Вечером, взяв с собою внушительного вида двух городовых, мы неожиданно для прислуги явились на кухню. Там шла трапеза. Один из городовых, оголив шашку, встал возле окна, другой - в дверях. Все было заволновались, лишь повар, как персона важная, спрашивает:
- Вы, господа полицейские, зачем пожаловали?
Я сквозь зубы с самым мрачным видом отвечаю:
- Пришли арестовать похитителя бриллианта. Мы подождем, пусть негодяй в последний раз хорошей пищи хозяйской поест. Теперь ему на каторге никто мясную котлету на тарелку не положит. - И сам развалился в кресле, наручниками поигрываю, за присутствующими внимательно поглядываю. Поначалу почти у всех кусок изо рта валился, друг на друга с подозрением лупоглазят, поглядывают. Потом освоились, попривыкли, ужин кончают вполне спокойными, ибо вины за собой не ведают. И лишь у одного, с шишкообразной головой и торчащими в стороны ушками, ложка в руках трясется, еда мимо рта валится. Так, почти ничего и не ест уже. А я жару наддаю: вперился взглядом в него одного, да и он на меня беспокойно то и дело поглядывает.
Когда кухарка на стол желе и чай поставила, он уже совершенно ничего не ел, опустив голову, сидел, словно убитый.
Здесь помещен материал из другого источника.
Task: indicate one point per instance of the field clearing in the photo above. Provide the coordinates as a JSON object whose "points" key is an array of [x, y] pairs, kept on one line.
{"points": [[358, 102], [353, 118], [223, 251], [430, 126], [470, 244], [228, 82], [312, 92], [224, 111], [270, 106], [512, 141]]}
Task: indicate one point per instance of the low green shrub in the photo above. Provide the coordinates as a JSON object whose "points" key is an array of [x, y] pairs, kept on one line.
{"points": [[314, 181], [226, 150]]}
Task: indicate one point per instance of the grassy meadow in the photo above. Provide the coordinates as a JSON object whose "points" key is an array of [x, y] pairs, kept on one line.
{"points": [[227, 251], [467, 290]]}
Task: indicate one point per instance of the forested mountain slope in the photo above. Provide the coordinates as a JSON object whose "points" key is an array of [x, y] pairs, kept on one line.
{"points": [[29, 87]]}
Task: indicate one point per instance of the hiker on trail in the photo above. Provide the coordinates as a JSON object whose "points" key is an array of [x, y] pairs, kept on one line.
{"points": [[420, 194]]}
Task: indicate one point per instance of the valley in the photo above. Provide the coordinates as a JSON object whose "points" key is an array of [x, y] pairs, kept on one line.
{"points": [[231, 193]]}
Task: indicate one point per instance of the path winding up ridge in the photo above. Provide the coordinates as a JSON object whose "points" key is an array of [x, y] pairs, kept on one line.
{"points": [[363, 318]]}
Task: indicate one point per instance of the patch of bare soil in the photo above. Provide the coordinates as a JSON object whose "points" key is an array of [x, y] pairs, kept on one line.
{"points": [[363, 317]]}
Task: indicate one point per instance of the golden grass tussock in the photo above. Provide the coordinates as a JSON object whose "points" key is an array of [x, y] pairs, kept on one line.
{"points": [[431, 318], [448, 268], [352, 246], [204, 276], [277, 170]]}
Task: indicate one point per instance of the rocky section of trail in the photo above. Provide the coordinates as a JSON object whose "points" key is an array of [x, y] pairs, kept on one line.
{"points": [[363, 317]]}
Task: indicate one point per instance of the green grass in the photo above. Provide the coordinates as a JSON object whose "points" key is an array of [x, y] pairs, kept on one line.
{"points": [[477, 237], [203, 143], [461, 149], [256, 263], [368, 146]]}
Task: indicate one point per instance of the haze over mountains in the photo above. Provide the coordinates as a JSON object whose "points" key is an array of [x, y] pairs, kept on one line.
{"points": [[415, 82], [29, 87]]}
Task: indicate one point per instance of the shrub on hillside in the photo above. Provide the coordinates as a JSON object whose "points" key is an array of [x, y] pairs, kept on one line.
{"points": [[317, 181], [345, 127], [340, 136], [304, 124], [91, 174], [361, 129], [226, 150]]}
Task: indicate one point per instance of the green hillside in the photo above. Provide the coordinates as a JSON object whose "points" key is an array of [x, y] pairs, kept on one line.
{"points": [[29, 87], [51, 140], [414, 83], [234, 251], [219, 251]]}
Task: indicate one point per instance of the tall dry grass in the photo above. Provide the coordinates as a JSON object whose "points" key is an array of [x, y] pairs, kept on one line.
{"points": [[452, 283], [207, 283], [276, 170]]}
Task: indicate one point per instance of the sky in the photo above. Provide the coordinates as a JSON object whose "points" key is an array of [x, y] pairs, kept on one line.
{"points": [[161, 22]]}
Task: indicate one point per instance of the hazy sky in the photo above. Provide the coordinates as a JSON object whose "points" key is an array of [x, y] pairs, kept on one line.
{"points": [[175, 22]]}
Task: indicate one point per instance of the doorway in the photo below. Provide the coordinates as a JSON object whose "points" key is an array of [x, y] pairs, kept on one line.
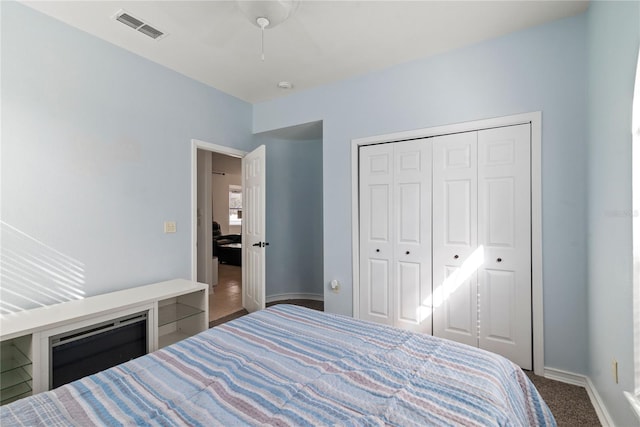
{"points": [[216, 230], [225, 296]]}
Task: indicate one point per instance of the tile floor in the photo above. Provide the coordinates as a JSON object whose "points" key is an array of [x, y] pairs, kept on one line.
{"points": [[226, 297]]}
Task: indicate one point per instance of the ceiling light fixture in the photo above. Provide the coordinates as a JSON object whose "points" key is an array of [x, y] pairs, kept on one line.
{"points": [[268, 14]]}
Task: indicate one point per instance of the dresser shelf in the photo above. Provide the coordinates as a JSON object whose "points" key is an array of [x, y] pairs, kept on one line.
{"points": [[176, 309]]}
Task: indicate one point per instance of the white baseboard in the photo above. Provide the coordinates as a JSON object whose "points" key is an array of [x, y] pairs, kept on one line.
{"points": [[582, 381], [284, 297]]}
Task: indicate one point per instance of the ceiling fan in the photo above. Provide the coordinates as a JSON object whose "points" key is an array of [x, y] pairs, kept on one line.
{"points": [[267, 14]]}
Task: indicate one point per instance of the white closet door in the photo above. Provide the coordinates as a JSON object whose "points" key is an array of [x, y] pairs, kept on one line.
{"points": [[412, 235], [376, 228], [504, 218], [455, 253]]}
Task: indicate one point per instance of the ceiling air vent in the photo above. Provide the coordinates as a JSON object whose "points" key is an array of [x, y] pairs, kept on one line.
{"points": [[138, 25]]}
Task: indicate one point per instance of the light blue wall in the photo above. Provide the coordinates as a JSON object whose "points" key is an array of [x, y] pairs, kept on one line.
{"points": [[538, 69], [294, 217], [95, 156], [614, 37]]}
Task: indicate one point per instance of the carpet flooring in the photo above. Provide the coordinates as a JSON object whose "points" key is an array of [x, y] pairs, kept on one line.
{"points": [[569, 404]]}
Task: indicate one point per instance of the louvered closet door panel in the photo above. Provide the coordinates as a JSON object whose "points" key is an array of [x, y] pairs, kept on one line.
{"points": [[376, 246], [455, 255], [412, 236], [504, 218]]}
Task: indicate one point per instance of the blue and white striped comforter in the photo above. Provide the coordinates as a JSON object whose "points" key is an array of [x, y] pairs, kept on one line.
{"points": [[290, 366]]}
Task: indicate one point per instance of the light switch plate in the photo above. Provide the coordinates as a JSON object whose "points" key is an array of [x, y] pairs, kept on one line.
{"points": [[169, 226]]}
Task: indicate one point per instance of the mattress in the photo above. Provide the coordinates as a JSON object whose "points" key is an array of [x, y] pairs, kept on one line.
{"points": [[291, 366]]}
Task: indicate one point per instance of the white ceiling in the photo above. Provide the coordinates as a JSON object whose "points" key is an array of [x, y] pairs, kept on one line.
{"points": [[324, 41]]}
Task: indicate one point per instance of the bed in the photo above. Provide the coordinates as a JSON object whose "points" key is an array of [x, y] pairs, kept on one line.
{"points": [[292, 366]]}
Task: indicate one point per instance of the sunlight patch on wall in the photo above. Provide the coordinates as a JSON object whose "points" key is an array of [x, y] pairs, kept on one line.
{"points": [[33, 274]]}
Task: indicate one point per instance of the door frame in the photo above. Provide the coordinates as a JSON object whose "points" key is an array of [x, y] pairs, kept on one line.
{"points": [[214, 148], [535, 119]]}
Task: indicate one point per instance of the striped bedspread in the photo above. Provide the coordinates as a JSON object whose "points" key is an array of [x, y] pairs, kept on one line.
{"points": [[291, 366]]}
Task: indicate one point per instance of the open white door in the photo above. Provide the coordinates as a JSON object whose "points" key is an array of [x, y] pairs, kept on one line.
{"points": [[253, 230]]}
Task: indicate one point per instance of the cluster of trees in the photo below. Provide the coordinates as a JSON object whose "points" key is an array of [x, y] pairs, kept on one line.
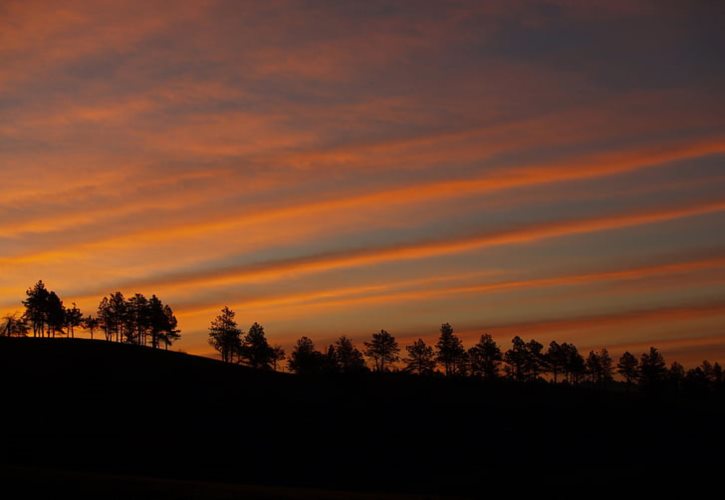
{"points": [[525, 361], [136, 320], [233, 344]]}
Я встал, подошел и положил ему на плечо руку:
- Пошли, несчастный!
Тут ушастенький разрыдался, стал нервно выкрикивать:
- Виноват я, все скажу! Зашел в кабинет ради любопытства, а тут, на столе и лежит... Правду говорю, не хотел я брать, чужого отродясь... ничем не попользовался! Пусть меня повесят, пусть расстреляют, подлеца своей жизни. Заслужил, такой-сякой! Спрятал в сливном бачке у своей невесты Калерии, прачкой она служит на фабрике иголок Гирщмана.
Поехали в Черкасский переулок, бриллиант в туалете нашли. Передал я его Гурлянду. На радостях он стал мне премию предлагать - сто рублей. Я отверг подношение, но сказал, что уместно будет, коли он вознаградит двух городовых: "У них жалованье маленькое!" Самуил
Давыдович от щедрот своих отказал им "красненькую" - десять рубликов-с, по пятерке каждому.
Соколов захлопал в ладоши:
Браво, Коля, блестящая работа! Выпьем за юное дарование - Жеребцова.
Лакеи несли горячие закуски, украшали стол жульеном из птиц, форшмаком в калаче, толмой в виноградных листьях, блинами с зернистой икрой.
Старый граф ласково улыбнулся, истории эти весьма его развлекали. Он посмотрел на сына, негромко, но внушительно сказал:
- А теперь, дорогой сынок, сделай одолжение, о себе расскажи. А то о тебе разговору больше, чем о Пинкертоне.